JOHNSTOWN - City Mayor-elect Michael Julius likes the attitude of fellow Democrat and former three-term U.S. Sen. Bill Bradley of New Jersey.
But Julius wasn't referring to Bradley's approach as a politician, rather his attitude when he played as a small forward on the early 1970s New York Knicks squad that captured two NBA championships.
"[Bradley] said he liked that team because everyone played as a team," Julius said. "No one went out on their own to get all the glory and look for all the credit ... Not like today."
Johnstown Mayor-elect Michael Julius shows off a charcoal self-portrait of his daughter, Victoria, hanging at his home last week.
The Leader-Herald/Michael Anich
As Julius prepares to be sworn into office Jan. 1, he's hoping others in the city - and in the area - will be team players to benefit the region.
Julius said the area, including his city, is facing an "unemployment crisis" he would like to help alleviate as mayor. He called joblessness a "common thread" among many of the area's municipalities.
The political newcomer said he's "been doing a lot of pre-work" since the election, meeting with local politicians and businessmen. He would like to revive interest with the town of Mohawk in Montgomery County to get a revenue sharing deal done, so the proposed regional business park on Route 30A can come to fruition.
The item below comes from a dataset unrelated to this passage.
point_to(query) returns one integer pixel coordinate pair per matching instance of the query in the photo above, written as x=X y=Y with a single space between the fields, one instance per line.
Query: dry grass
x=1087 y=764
However, Julius said helping people find jobs in his city and the local area is "priority number one" for his new administration. He also wants to create more jobs for the Johnstown area.
"This is an opportunity to reach out to these high-tech corporations," he said.
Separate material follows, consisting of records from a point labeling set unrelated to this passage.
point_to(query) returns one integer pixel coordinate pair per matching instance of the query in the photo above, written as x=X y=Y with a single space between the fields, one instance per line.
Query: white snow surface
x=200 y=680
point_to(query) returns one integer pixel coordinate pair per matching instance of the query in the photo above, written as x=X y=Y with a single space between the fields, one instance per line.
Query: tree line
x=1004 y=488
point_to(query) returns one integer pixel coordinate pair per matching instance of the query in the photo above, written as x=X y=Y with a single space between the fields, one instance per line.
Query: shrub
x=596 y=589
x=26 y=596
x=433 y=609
The Leader-Herald caught up with the 64-year-old retired pharmacist last week at his East Montgomery Street home.
Julius co-owned the former Broadalbin Pharmacy on North Main Street in that village with his pharmacist wife, Catherine Julius, until closing it in May 2010.
While Broadalbin was where he worked, Johnstown has always been his home. He is a 1967 graduate of Johnstown High School and a 1972 graduate of the Albany College of Pharmacy.
Julius won the mayor's election Nov. 5, beating Republican Scott Jeffers and 3rd Ward Councilwoman Helen Martin, who ran as a Conservative. He will succeed two-term, retiring Republican Mayor Sarah Slingerland.
The mayor's position is a four-year term and is considered part-time. Julius will be paid more than $18,000 annually. He is due to be sworn into office at the Common Council's organizational meeting at noon Jan. 1 at City Hall.
Julius said quality of life for city residents, as well as job creation, are key issues facing the city.
Julius himself likes to tend to gardening and do lawn maintenance around his home, which lies near Glebe Street Elementary School. Julius said he wants to keep up and improve the aesthetics of Johnstown, such as its parks, and also tackle blight issues.
Julius also supports the effort under the Slingerland administration this summer to seek an application for a $200,000 state NY Main Street Grant to revitalize downtown in various ways.
Structurally, he said, he doesn't plan significant change in city government.
"I think the Common Council are a good bunch of people working for the city of Johnstown," Julius said.
Julius said he doesn't plan any major personnel changes, with one exception: He plans to appoint former Republican 3rd Ward Councilman Brett Preston as city attorney. Preston would succeed Susan Palmer Johnson, who served throughout the Slingerland administration.
Catherine Julius says her husband will be a good manager in dealing with people.
"He can work with people across the board," she said.
She has been married to the mayor-elect 35 years, adding: "I think he'll make a great mayor. He's dedicated to whatever he decides to do."
Although he said during the campaign he didn't favor full consolidation of the Glove Cities, Julius said cooperation is still a means to getting things done.
Julius said he would like to work with Gloversville Mayor Dayton King on issues influencing both cities, and wants to see some Gloversville Transit System bus services restored to Johnstown.
"I look at [transit service] as a quality-of-life issue," Julius said.